Debemos entender el arte como una gran cadena unida por tantos eslabones como puntos de vista e influencias. Con esta metáfora, Alejandro Vergara, responsable de pintura flamenca y holandesa del Museo del Prado, subraya cómo unos artistas influyen en otros para hacer de la historia del arte un engranaje indestructible aferrado a la superación del pasado. Pero el Prado ha aislado la pintura preferida en el siglo XVI y XVII en la última planta de la pinacoteca, con siete salas nuevas que han sido recuperadas tras años de retraso en las obras, para hacer crecer en un 10% el volumen de pinturas expuestas la colección permanente.
Antiguos almacenes y talleres de restauración han sido rescatados para mostrar obra de Rubens, David Teniers, Clara Peeters, Frans Snyders, Joachim Patinir, Jan Brueghel, Peeter Snayers o Rembdrandt. Son dos siglos (de 1430 a 1650) en algo más de cien pinturas, entre las que destaca la reunión de las creadas por Rubens para decorar la Torre de la Parada, una casa de campo en el monte del Pardo, que Felipe IV utilizó para como casa del monte para hacer lo que más le gustaba, cazar. El monarca pidió 120 cuadros al pintor, que negoció y los dejó en 60. De ellos, sólo pintó una docena.
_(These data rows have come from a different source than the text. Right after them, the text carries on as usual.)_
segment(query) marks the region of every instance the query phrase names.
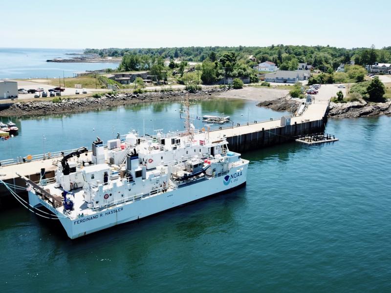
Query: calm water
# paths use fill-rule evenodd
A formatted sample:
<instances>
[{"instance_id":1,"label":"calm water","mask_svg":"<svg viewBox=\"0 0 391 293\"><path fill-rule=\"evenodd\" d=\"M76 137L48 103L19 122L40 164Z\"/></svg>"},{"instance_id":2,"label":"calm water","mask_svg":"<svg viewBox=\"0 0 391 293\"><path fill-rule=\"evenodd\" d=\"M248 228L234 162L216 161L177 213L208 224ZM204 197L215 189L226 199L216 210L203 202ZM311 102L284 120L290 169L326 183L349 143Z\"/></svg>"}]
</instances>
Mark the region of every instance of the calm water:
<instances>
[{"instance_id":1,"label":"calm water","mask_svg":"<svg viewBox=\"0 0 391 293\"><path fill-rule=\"evenodd\" d=\"M112 113L122 122L127 111ZM143 111L165 113L129 115ZM88 119L109 125L108 113ZM57 123L34 121L22 123ZM330 120L333 144L244 154L245 188L76 241L22 208L4 211L0 290L390 292L391 127L387 117Z\"/></svg>"},{"instance_id":2,"label":"calm water","mask_svg":"<svg viewBox=\"0 0 391 293\"><path fill-rule=\"evenodd\" d=\"M74 73L103 68L116 68L113 63L56 63L46 62L54 58L69 59L69 53L80 54L82 50L0 48L0 79L72 77Z\"/></svg>"},{"instance_id":3,"label":"calm water","mask_svg":"<svg viewBox=\"0 0 391 293\"><path fill-rule=\"evenodd\" d=\"M250 121L268 120L284 114L257 107L256 104L243 100L211 99L193 105L191 112L195 118L224 113L231 117L235 125L246 123L247 117ZM45 152L52 152L83 146L90 147L97 136L106 141L115 138L117 132L125 134L131 129L141 134L144 129L149 134L156 133L153 129L162 129L165 132L183 130L184 120L181 120L179 114L181 108L179 102L140 103L109 110L38 118L13 117L11 119L20 128L19 135L7 141L0 140L0 160L43 153L44 135ZM4 117L2 120L6 123L9 119ZM196 119L193 122L197 128L205 126Z\"/></svg>"}]
</instances>

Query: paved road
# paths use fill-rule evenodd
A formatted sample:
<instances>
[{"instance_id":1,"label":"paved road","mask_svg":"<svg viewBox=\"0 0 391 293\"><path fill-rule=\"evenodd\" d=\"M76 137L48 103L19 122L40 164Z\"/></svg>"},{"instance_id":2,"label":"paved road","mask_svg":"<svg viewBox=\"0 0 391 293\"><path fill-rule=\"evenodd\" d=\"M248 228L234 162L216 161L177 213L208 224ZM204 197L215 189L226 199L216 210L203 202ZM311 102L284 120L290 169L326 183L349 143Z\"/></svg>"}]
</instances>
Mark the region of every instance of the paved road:
<instances>
[{"instance_id":1,"label":"paved road","mask_svg":"<svg viewBox=\"0 0 391 293\"><path fill-rule=\"evenodd\" d=\"M48 95L49 95L48 90L53 87L56 87L56 86L48 85L47 84L43 83L36 83L34 82L30 82L28 81L14 81L18 82L18 88L24 88L26 90L30 89L36 89L37 87L43 87L45 91L47 92ZM57 85L58 86L58 85ZM72 88L71 87L65 87L65 91L61 93L62 96L71 96L74 95L76 92L76 88ZM92 92L95 91L104 91L107 90L102 89L87 89L87 93L90 94ZM81 94L82 89L79 89L79 91ZM27 99L34 98L34 94L19 94L18 95L18 99L25 100Z\"/></svg>"}]
</instances>

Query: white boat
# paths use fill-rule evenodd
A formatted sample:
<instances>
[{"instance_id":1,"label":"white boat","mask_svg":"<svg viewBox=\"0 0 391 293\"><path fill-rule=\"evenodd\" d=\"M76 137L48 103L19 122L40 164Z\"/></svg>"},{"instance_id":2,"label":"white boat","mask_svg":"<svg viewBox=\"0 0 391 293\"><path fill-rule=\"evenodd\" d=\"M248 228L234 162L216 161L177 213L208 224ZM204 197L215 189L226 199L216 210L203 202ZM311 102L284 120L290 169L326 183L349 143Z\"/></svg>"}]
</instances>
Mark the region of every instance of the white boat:
<instances>
[{"instance_id":1,"label":"white boat","mask_svg":"<svg viewBox=\"0 0 391 293\"><path fill-rule=\"evenodd\" d=\"M0 130L5 132L9 132L9 128L6 124L4 124L2 122L0 122Z\"/></svg>"},{"instance_id":2,"label":"white boat","mask_svg":"<svg viewBox=\"0 0 391 293\"><path fill-rule=\"evenodd\" d=\"M74 239L245 184L249 161L230 151L224 137L210 141L196 131L189 117L184 132L133 131L107 149L98 139L91 162L79 148L63 156L54 178L36 184L21 176L29 204L46 208Z\"/></svg>"},{"instance_id":3,"label":"white boat","mask_svg":"<svg viewBox=\"0 0 391 293\"><path fill-rule=\"evenodd\" d=\"M217 116L209 115L204 115L202 116L202 122L208 123L218 123L223 124L230 122L230 116Z\"/></svg>"},{"instance_id":4,"label":"white boat","mask_svg":"<svg viewBox=\"0 0 391 293\"><path fill-rule=\"evenodd\" d=\"M8 128L9 129L9 132L10 133L11 132L15 133L15 132L18 132L18 131L19 130L19 128L18 128L17 127L16 124L15 124L15 123L14 123L12 121L9 121L8 122Z\"/></svg>"},{"instance_id":5,"label":"white boat","mask_svg":"<svg viewBox=\"0 0 391 293\"><path fill-rule=\"evenodd\" d=\"M80 149L75 156L85 152ZM106 163L70 164L69 156L65 158L54 182L36 184L23 178L30 205L43 206L58 217L71 239L242 186L249 163L226 148L214 156L197 154L150 170L135 149L127 155L125 169ZM82 184L70 186L72 174Z\"/></svg>"}]
</instances>

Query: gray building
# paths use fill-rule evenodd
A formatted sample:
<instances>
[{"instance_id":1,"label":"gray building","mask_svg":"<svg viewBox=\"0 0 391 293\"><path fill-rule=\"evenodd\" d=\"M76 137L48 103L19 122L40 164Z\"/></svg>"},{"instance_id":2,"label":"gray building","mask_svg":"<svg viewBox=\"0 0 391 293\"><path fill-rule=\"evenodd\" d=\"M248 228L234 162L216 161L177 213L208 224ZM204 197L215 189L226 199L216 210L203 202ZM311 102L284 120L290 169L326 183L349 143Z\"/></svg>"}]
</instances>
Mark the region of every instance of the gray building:
<instances>
[{"instance_id":1,"label":"gray building","mask_svg":"<svg viewBox=\"0 0 391 293\"><path fill-rule=\"evenodd\" d=\"M0 82L0 99L18 98L18 83Z\"/></svg>"},{"instance_id":2,"label":"gray building","mask_svg":"<svg viewBox=\"0 0 391 293\"><path fill-rule=\"evenodd\" d=\"M268 83L294 84L307 80L311 76L309 70L277 70L274 73L265 75L265 81Z\"/></svg>"},{"instance_id":3,"label":"gray building","mask_svg":"<svg viewBox=\"0 0 391 293\"><path fill-rule=\"evenodd\" d=\"M373 65L367 65L365 66L368 72L371 73L384 73L391 74L391 63L379 63L375 62Z\"/></svg>"}]
</instances>

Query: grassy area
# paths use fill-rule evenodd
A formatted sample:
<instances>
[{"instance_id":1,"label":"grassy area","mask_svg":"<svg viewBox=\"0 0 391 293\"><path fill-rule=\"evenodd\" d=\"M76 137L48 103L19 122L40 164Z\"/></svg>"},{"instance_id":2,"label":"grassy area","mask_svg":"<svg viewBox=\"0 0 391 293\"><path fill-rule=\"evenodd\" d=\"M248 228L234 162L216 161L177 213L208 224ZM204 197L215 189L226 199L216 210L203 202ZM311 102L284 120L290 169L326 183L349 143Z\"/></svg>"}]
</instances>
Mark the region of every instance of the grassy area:
<instances>
[{"instance_id":1,"label":"grassy area","mask_svg":"<svg viewBox=\"0 0 391 293\"><path fill-rule=\"evenodd\" d=\"M59 86L58 79L48 79L49 81L49 84L53 86ZM64 86L64 80L61 79L61 86ZM102 88L102 86L104 88L106 85L99 81L99 79L96 79L95 84L95 78L92 76L82 76L80 77L75 78L66 78L65 79L65 87L74 88L75 84L81 84L82 87L85 88L95 88L95 85L96 88Z\"/></svg>"},{"instance_id":2,"label":"grassy area","mask_svg":"<svg viewBox=\"0 0 391 293\"><path fill-rule=\"evenodd\" d=\"M391 99L391 83L384 84L384 86L386 87L386 93L384 97L386 99Z\"/></svg>"}]
</instances>

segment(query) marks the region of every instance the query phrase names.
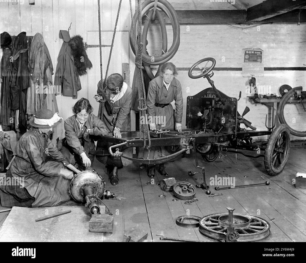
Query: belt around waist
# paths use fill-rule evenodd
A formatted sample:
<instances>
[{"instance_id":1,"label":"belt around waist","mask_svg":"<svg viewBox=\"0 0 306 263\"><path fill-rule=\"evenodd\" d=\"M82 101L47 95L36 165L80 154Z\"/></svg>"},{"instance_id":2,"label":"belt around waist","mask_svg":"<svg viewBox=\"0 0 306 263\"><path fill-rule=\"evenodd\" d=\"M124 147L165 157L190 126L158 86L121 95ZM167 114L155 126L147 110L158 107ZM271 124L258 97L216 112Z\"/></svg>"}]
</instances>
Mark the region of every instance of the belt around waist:
<instances>
[{"instance_id":1,"label":"belt around waist","mask_svg":"<svg viewBox=\"0 0 306 263\"><path fill-rule=\"evenodd\" d=\"M170 103L167 103L167 104L160 104L158 103L156 103L154 104L154 105L155 105L156 107L160 107L161 108L163 108L165 106L168 106L170 104Z\"/></svg>"}]
</instances>

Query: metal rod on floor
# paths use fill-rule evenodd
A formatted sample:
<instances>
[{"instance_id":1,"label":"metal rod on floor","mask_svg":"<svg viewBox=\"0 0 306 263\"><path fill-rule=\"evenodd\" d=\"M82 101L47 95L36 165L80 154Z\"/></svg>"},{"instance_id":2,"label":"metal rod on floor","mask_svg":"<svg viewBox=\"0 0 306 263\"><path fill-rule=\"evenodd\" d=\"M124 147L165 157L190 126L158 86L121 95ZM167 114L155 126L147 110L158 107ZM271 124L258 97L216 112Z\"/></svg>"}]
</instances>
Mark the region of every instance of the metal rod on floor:
<instances>
[{"instance_id":1,"label":"metal rod on floor","mask_svg":"<svg viewBox=\"0 0 306 263\"><path fill-rule=\"evenodd\" d=\"M8 211L10 211L12 210L11 208L10 208L9 209L6 209L5 210L0 210L0 213L2 212L7 212Z\"/></svg>"},{"instance_id":2,"label":"metal rod on floor","mask_svg":"<svg viewBox=\"0 0 306 263\"><path fill-rule=\"evenodd\" d=\"M68 214L71 212L71 210L67 210L67 211L64 211L63 212L61 212L59 213L57 213L56 214L54 214L53 215L50 215L50 216L47 216L46 217L40 217L36 219L35 221L37 222L38 221L41 221L46 219L48 219L49 218L51 218L55 217L57 217L58 216L61 216L62 215L64 215L65 214Z\"/></svg>"}]
</instances>

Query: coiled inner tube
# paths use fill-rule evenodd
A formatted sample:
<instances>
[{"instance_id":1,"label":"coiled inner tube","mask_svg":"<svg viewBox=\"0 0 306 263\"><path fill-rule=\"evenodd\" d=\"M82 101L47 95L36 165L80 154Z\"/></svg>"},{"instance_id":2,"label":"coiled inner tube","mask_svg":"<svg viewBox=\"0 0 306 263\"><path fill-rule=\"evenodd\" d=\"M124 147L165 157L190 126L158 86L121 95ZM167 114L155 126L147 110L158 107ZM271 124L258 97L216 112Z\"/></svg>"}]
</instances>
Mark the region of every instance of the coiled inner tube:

Del resto, dejó los bocetos.
En la pequeña sala -más baja de lo normal- se exponen Banquete de Tereo, Las bodas de Tetis y Peleo, El rapto de Hipodamía, El rapto de Proserpina, Orfeo y Eurídice, El nacimiento de la Vía Láctea, Mercurio y Argos, Vulcano forjando los rayos de Júpiter, Saturno devorando a un hijo, El rapto de Ganímedes, Sátiro, Demócrito, el filósofo que ríe y Prometeo (que subirá a sala cuando cierre la exposición temporal). “Es inevitable que haya desconexiones”, explica Alejandro Vergara para justificar el aislamiento de estas obras maestras del resto de la colección, en la galería principal.
Un edificio laberíntico
Aunque Rubens mantiene su presencia en la sala protagonista del museo, la dirección ha decidido crear un reino taifa en la parte alta del Prado, alejando del tránsito y del flujo de visitas las obras maestras de uno de los artistas capitales de sus colecciones. La excusa es que el edificio limita y condiciona la narración, porque cierto es que el diseño de Villanueva no ayuda en el orden de lectura lineal.
Tampoco aporta al entendimiento cronológico o de escuelas la dispersión del contenido, sobre todo en unas salas tan alejadas de la galería principal, que según se reordena el resto de la colección se descapitaliza de obras maestras. El paseo por la arteria principal del museo ha perdido tanta sustancia, que está en los huesos.
La única buena noticia de esta las nuevas salas son un eslabón perdido en un edificio que, según crece en salas, amplía la sensación laberíntica. Por si fuera poco, no han subido todos los artistas flamencos y holandeses junto al resto: Van Dyck y Jordaenns se mantienen en la parte baja del museo, lejos de los pintores coetáneos que ahora completan la visita reunidos arriba. Es difícil comprender este diseño y tratar de entender un relato fragmentado de este calibre.
El origen de 'Las Meninas'
El mayor beneficiado con la nueva reforma es David Teniers, que ahora disfruta de una sala monográfica y antes estaba enterrado en los almacenes. “Su arte continúa la tradición de pintar asuntos populares practicada por el Bosco y Pieter Bruegel durante el siglo anterior”. Sin embargo, la obra más señalada de este artista (El archiduque Leopoldo Guillermo en su galería de pinturas en Bruselas) ya estaba a la vista. Vergara ha explicado que esta pintura es el precedente de Las Meninas, que Velázquez recibió en palacio tres años antes de iniciar su obra más famosa. “Las escenas de colecciones de arte fueron una especialidad de Amberes, y reflejan la afición que existía en esa ciudad y en Bruselas por el coleccionismo de pintura”.
La pintura holandesa (1579-1800) también sale a flote. Estaba oculta por ser menor en número a la flamenca. La poderosa burguesía de Ámsterdam “promovió un intenso desarrollo cultural y supo hacer de la pintura el medio más adecuado para ello”. Es una sala dedicada al naturalismo, tan diferente de los holandeses. En la sala, la gran llamada de atención es la única pintura de Rembrandt que conserva el museo: Judith en el banquete de Holofernes. El otro referente de la sala es el Gallo muerto, de Gabriel Metsu.